In 192 (68.3%) cases, coarctation of the aorta was associated with another intracardiac defect, most often with ventricular septal defect, transposition of the great arteries, or aortic stenosis. Aortic isthmus hypoplasia was diagnosed in 249 (88.6%) patients undergoing surgery while transverse aortic arch hypoplasia was present in 93 (33%) neonates.
Overall, 242 patients had resection of the coarctation with direct aortic anastomosis, with coarctation of the aorta managed by Waldhausen aortic isthmoplasty using the left subclavian artery in 35 patients, while aortic arch plastic surgery using the homograft wall and aortic isthmoplasty using a vascular prosthesis patch or conduit were performed in two cases each. In 40 patients, the hypoplastic transverse aortic arch was enlarged by reverse Waldhausen procedure using the left subclavian artery.

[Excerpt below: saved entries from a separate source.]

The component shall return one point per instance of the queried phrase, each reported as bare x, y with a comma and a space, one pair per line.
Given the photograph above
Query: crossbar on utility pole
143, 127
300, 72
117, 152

Among patients with heart defects with high pulmonary flow rates, coarctation surgery was combined with pulmonary artery bandage in 95 patients (33.8%) whereas coarctation was associated with another intracardiac defect in 10 cases and managed by on-pump radical correction. Recoarctation of the aorta, diagnosed in 51 patients (18.1%), was managed by balloon angioplasty in 29 cases while 15 patients required reoperation.
The operative mortality of 22.1% reported in the 1978-1990 period, dropped to 7.8% in the 1991-2002 period. Conclusion: Currently, over 50% of patients with coarctation of the aorta have surgery in neonate age.
The original technique of aortic isthmoplasty using the subclavian artery was fully replaced by coarctation resection with direct aortic anastomosis. This resulted in decreases in mortality and morbidity associated with a reduction in the incidence of recoarctation of the aorta.
Some congenital intracardiac defects associated with coarctation of the aorta can be currently managed with success by radical surgery already in neonatal age. Long-term postoperative follow-up of patients is imperative because of the potential for recoarctation at the site of anastomosis or aortic stenosis in the presence of a bicuspid aortic valve.